Most NT RISC system users don't have to worry about the wowsize value because most RISC-based computers have at least 32MB of memory. A large wowsize value will cause problems only when memory resources are limited and little or no memory is available for other applications or the system. Also, remember that the WOW VDM continues to run even after the Win16 application that invoked it has terminated.
Another Registry value in the WOW subkey that you can set for the WOW subsystem is wowcmdline. Only the WOW VDMs (those processes that Win16 applications invoke) use this value, which specifies the command-line parameters that NT issues when you invoke a 16-bit Windows application. You specify the path to ntvdm.exe and any of the following optional switches: -a, which specifies a command to pass to the VDM; -f, which specifies the directory to find ntvdm.exe; -m, which hides the VDM console window; or -w, which specifies the WOW VDM. The default value is %SystemRoot%\system32\ntvdm.exe -a%SystemRoot%\system32\krnl386.
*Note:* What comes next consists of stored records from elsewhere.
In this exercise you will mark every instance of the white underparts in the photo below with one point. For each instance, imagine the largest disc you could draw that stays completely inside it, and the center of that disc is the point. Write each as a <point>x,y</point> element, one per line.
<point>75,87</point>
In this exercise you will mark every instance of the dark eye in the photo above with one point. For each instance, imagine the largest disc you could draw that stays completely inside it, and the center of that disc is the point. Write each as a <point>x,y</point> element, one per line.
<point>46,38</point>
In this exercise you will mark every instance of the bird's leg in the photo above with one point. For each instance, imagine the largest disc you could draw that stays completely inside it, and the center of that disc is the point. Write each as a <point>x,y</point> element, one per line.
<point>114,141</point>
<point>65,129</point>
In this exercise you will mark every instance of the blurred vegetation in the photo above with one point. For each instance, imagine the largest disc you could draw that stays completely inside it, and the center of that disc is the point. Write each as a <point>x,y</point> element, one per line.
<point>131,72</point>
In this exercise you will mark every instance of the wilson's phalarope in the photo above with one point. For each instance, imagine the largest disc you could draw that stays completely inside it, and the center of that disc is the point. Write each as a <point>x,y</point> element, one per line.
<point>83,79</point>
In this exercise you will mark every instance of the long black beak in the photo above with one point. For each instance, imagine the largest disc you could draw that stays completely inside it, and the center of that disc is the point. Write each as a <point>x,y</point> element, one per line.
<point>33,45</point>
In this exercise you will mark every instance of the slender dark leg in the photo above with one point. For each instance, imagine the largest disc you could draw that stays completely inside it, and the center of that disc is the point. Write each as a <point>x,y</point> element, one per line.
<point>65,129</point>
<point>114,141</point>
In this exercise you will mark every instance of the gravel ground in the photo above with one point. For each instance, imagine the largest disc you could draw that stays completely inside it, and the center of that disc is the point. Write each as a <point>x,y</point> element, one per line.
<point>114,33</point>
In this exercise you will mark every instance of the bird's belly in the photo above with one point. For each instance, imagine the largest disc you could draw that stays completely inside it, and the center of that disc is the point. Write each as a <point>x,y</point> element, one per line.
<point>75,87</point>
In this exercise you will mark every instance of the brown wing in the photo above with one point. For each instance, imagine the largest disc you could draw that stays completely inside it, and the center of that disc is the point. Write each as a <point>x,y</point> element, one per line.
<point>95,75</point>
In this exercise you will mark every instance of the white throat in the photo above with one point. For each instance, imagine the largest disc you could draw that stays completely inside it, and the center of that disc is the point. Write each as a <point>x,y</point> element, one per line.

You can find other WOW-related Registry entries at HKEY_LOCAL_MACHINE\SOFTWARE\ Microsoft\Windows NT\CurrentVersion\WOW. This Registry location references the Windows 3.x system.ini file. The values in the subkeys at this location are the same items you might find under the corresponding system.ini headings (NT maintains these settings for backward compatibility with Win16 applications).
That's All the WOW for Now
Although computer users running applications in a 32-bit environment often overlook the WOW subsystem, it is still an important part of NT for 16-bit Windows applications users. By following the tips outlined in this article, you can gain control over WOW's behavior and optimize the subsystem's configuration for your machine and application environment.